Watching Angie struggle to come to terms with losing three years was hard. In her mind she was still 13, but when she looked in the mirror all she could see was a strange 16 year old. When it came time for her to go back to school, all her friends and peers were juniors while she was several years behind. Her parents were elated she was home, but unsure as to how to handle her and her amnesia. I felt their struggle as they fought to figure out how to accept and move on from what happened.

I wasn’t expecting the twist that came with Angie’s story—that while in captivity she formed several alter-egos to accept and handle the brutality and pain she endured (hence her amnesia). As a psych grad, I loved the way Coley explained multiple personalities and how they came to be and that each personality was its own person. Coley explained everything in a wonderful way so it was easy to understand. I also think it will help a lot of the stigma that comes when people hear about multiple personalities. “Schizo” is a derogatory insult hurled around all too frequently.

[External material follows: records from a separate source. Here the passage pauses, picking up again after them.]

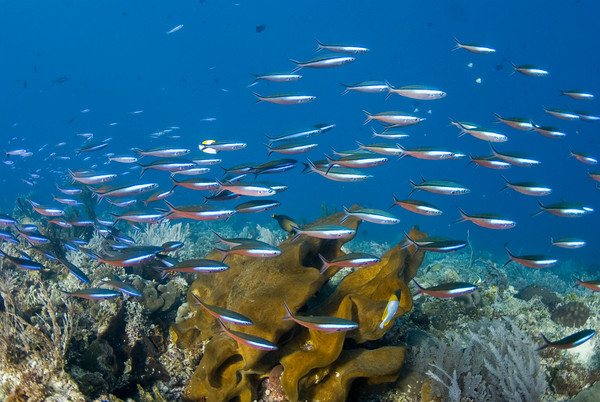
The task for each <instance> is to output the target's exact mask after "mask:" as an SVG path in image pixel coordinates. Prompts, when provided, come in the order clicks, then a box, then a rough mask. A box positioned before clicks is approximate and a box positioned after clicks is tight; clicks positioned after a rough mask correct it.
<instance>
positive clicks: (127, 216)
mask: <svg viewBox="0 0 600 402" xmlns="http://www.w3.org/2000/svg"><path fill="white" fill-rule="evenodd" d="M111 216H113V217H114V218H115V223H117V222H119V221H121V220H123V221H127V222H138V223H158V222H160V221H162V220H163V219H164V218H166V217H167V215H166V214H165V213H163V212H160V211H156V210H154V209H139V210H133V211H127V212H123V213H122V214H118V215H117V214H113V213H111Z"/></svg>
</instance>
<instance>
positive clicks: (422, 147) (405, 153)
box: [396, 144, 455, 160]
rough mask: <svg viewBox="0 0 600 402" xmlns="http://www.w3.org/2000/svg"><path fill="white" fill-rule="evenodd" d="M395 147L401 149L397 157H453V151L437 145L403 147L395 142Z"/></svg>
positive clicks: (443, 157)
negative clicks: (399, 153) (399, 152)
mask: <svg viewBox="0 0 600 402" xmlns="http://www.w3.org/2000/svg"><path fill="white" fill-rule="evenodd" d="M396 147H398V149H399V150H400V151H401V153H400V155H399V156H398V157H399V158H403V157H405V156H412V157H413V158H416V159H424V160H444V159H454V158H455V152H454V151H450V150H448V149H442V148H439V147H418V148H412V149H409V148H404V147H403V146H402V145H400V144H396Z"/></svg>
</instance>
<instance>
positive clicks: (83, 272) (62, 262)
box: [58, 258, 91, 285]
mask: <svg viewBox="0 0 600 402" xmlns="http://www.w3.org/2000/svg"><path fill="white" fill-rule="evenodd" d="M58 261H60V263H61V264H62V265H63V266H64V267H65V268H67V269H68V270H69V272H71V273H72V274H73V275H74V276H75V277H76V278H77V279H79V280H80V281H81V282H83V283H85V284H86V285H89V284H90V283H91V281H90V278H88V276H87V275H86V274H85V272H83V271H82V270H81V269H79V268H78V267H77V266H75V265H74V264H72V263H71V262H69V261H67V260H66V259H64V258H59V259H58Z"/></svg>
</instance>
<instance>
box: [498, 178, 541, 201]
mask: <svg viewBox="0 0 600 402" xmlns="http://www.w3.org/2000/svg"><path fill="white" fill-rule="evenodd" d="M502 178H503V179H504V182H505V183H506V185H505V186H504V187H502V188H501V189H500V191H503V190H505V189H507V188H512V189H513V190H515V191H517V192H519V193H521V194H525V195H533V196H536V197H540V196H544V195H548V194H551V193H552V189H551V188H550V187H548V186H545V185H543V184H539V183H535V182H531V181H522V182H518V183H511V182H509V181H508V180H507V179H506V177H504V176H502Z"/></svg>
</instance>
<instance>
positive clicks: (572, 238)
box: [550, 237, 586, 249]
mask: <svg viewBox="0 0 600 402" xmlns="http://www.w3.org/2000/svg"><path fill="white" fill-rule="evenodd" d="M550 243H552V245H553V246H556V247H560V248H570V249H574V248H581V247H583V246H585V245H586V242H585V240H582V239H578V238H576V237H564V238H561V239H556V240H554V239H553V238H550Z"/></svg>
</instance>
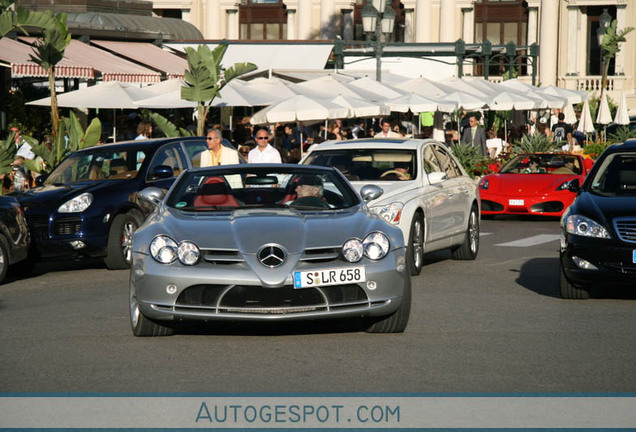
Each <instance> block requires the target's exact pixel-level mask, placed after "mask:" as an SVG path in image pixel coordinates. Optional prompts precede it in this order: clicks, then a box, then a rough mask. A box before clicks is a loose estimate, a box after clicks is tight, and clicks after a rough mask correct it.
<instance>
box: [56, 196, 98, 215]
mask: <svg viewBox="0 0 636 432" xmlns="http://www.w3.org/2000/svg"><path fill="white" fill-rule="evenodd" d="M92 202H93V194H92V193H90V192H85V193H83V194H81V195H78V196H76V197H75V198H71V199H70V200H68V201H66V202H65V203H64V204H62V205H61V206H60V208H58V209H57V211H58V212H59V213H80V212H83V211H84V210H86V209H87V208H88V207H89V206H90V205H91V203H92Z"/></svg>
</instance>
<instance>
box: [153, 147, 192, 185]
mask: <svg viewBox="0 0 636 432" xmlns="http://www.w3.org/2000/svg"><path fill="white" fill-rule="evenodd" d="M160 165H164V166H169V167H170V168H172V172H173V177H177V176H178V175H179V174H180V173H181V171H182V170H184V169H186V168H187V167H188V165H187V164H186V161H185V156H184V155H183V152H182V151H181V148H180V146H179V143H173V144H169V145H167V146H164V147H162V148H160V149H159V150H157V152H156V153H155V154H154V156H153V158H152V162H151V163H150V168H149V169H148V174H147V176H146V181H153V180H155V178H154V177H153V172H154V170H155V168H156V167H158V166H160Z"/></svg>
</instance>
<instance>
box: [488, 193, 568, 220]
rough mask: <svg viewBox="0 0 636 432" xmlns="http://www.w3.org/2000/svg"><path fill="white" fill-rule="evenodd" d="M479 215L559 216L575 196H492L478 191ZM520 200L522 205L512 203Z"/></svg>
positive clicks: (551, 194) (532, 195)
mask: <svg viewBox="0 0 636 432" xmlns="http://www.w3.org/2000/svg"><path fill="white" fill-rule="evenodd" d="M480 196H481V214H484V215H497V214H536V215H542V216H561V215H562V214H563V211H564V210H565V209H566V208H568V207H569V206H570V204H572V201H574V198H575V195H574V194H573V193H572V192H569V191H563V192H562V193H561V191H559V192H555V193H550V194H541V195H516V196H513V195H509V194H494V193H488V192H487V191H484V190H480ZM515 200H516V201H520V200H522V201H523V203H522V204H521V203H515V202H514V201H515Z"/></svg>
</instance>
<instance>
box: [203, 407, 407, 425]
mask: <svg viewBox="0 0 636 432" xmlns="http://www.w3.org/2000/svg"><path fill="white" fill-rule="evenodd" d="M195 423H197V424H201V423H203V424H206V423H207V424H223V425H226V426H227V425H235V426H238V425H253V424H255V423H258V424H261V425H264V424H272V423H274V424H277V425H285V424H288V425H298V424H302V425H306V426H311V425H324V424H325V423H328V424H329V425H332V426H335V425H342V424H347V425H357V426H371V425H377V424H381V425H382V426H391V425H392V426H396V427H398V426H399V425H400V406H399V404H392V405H386V404H384V405H382V404H380V405H367V404H360V405H353V406H351V405H346V406H345V405H335V404H318V405H315V404H291V405H288V404H274V405H271V404H259V405H255V404H248V405H234V404H231V405H228V404H220V405H219V404H217V403H211V404H208V403H207V402H202V403H201V406H200V407H199V412H198V413H197V416H196V420H195Z"/></svg>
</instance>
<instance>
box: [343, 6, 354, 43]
mask: <svg viewBox="0 0 636 432" xmlns="http://www.w3.org/2000/svg"><path fill="white" fill-rule="evenodd" d="M341 12H342V39H343V40H353V9H342V10H341Z"/></svg>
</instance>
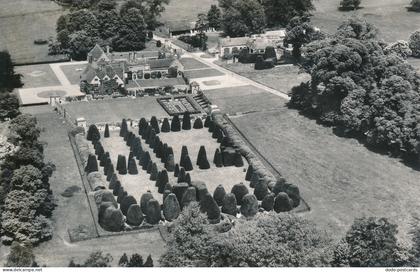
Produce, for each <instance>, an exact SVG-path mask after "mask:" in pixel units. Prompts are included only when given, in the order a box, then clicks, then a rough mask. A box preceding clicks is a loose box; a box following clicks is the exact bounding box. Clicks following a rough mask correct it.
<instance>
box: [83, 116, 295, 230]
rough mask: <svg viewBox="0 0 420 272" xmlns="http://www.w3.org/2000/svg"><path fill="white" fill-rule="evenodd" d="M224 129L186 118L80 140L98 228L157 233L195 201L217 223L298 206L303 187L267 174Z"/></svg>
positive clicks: (115, 132)
mask: <svg viewBox="0 0 420 272" xmlns="http://www.w3.org/2000/svg"><path fill="white" fill-rule="evenodd" d="M221 124H223V122H222V121H221V116H217V115H213V116H200V115H195V116H192V115H190V114H189V113H185V114H184V115H182V116H181V115H174V116H173V117H172V118H164V119H158V118H156V117H155V116H153V117H152V118H151V119H150V120H148V121H147V120H146V119H145V118H141V119H140V120H139V121H137V120H128V119H127V120H126V119H123V120H122V122H119V123H115V124H96V125H91V126H90V127H89V129H88V131H87V133H86V135H84V134H83V133H81V134H77V135H76V136H75V139H76V143H77V147H78V151H79V152H78V153H79V154H77V155H79V156H80V158H81V161H82V163H83V166H84V169H83V170H84V171H85V173H86V177H87V182H88V184H89V187H90V188H89V189H90V193H89V195H90V197H91V201H92V202H95V204H96V211H95V212H94V214H95V217H96V216H97V220H98V223H99V225H100V226H101V227H102V228H103V229H104V230H106V231H109V232H120V231H129V230H135V229H148V228H153V226H154V225H157V224H159V223H160V222H162V223H164V222H171V221H173V220H175V219H176V218H177V217H178V216H179V214H180V212H181V211H182V209H183V208H184V207H186V206H188V205H189V203H191V202H198V203H200V210H201V212H203V213H205V214H207V218H208V220H209V222H211V223H214V224H218V223H220V222H221V221H222V222H224V221H225V220H227V221H231V220H232V218H235V217H253V216H255V215H256V214H257V213H259V212H264V211H271V210H274V211H276V212H287V211H291V210H293V209H294V208H296V207H298V206H299V205H300V203H301V198H300V194H299V189H298V188H297V186H295V185H293V184H290V183H288V182H286V181H285V180H284V179H283V178H278V179H276V178H274V177H273V176H272V175H270V173H267V170H266V169H265V168H264V166H263V165H262V164H261V163H259V162H257V159H256V158H252V156H249V155H250V153H251V152H250V151H249V150H248V151H246V147H244V146H243V144H240V141H238V140H237V139H235V136H232V135H233V134H232V131H230V129H229V128H226V127H224V126H223V125H221ZM242 154H247V155H245V156H243V155H242ZM249 162H250V163H249Z"/></svg>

This book is not for the squeamish and deals with a lot of heavy subject matter—kidnapping, rape, sexual abuse, psychological trauma … The list goes on. But Coley handles each situation with a grace and tactfulness that is to be commended. The fact that she got me immersed into the novel that I cried multiple times and finished the book needing a long nap speaks volumes. I wasn’t just mentally involved in this book—I was emotionally and physically attached to it and Angie. For a book lover, there is no greater joy than when a book can evoke a physical reaction from you. This is one you simply can’t pass up.


  1. I am definitely looking forward to reading this. It's also nice to hear that you think it's credible as a psych grad.

  2. This sounds INTENSE Hannah!!! I really had no interest in picking this book up (it's because of that title font, I've seen it way too many times and my little snobby designer mind can't deal with it - I KNOW! I suck), but now I feel like I have to. I'm definitely going to have to shore up my courage though, clearly Angie goes through the unfathomable. Just tell me one thing - does it end happily? Or at least with hope?

    1. Ahh, yes. The "bleeding cowboy" font. God, that font was HUGE when it came out. It was everywhere. I will admit I used it pretty frequently myself for graphic designs. Honestly, I would have used a more scripted font to convey the emotion of the novel, but that's just me.

      LOL. Wow. Look at us picking apart a font. Lordy.

      It does end on a hopeful note. Too much happens for it to be swept away with a happily every after, but Angie makes great strides in her treatment and you know she's hit a positive turning point. I can't say much more because the big shocker comes towards the end and the hopefulness is a part of that, if that makes sense?

  3. It does sounds intense, and sadly, these things happen all the time :( I will probably read this one. Thanks for the heads up and for the great review Hannah!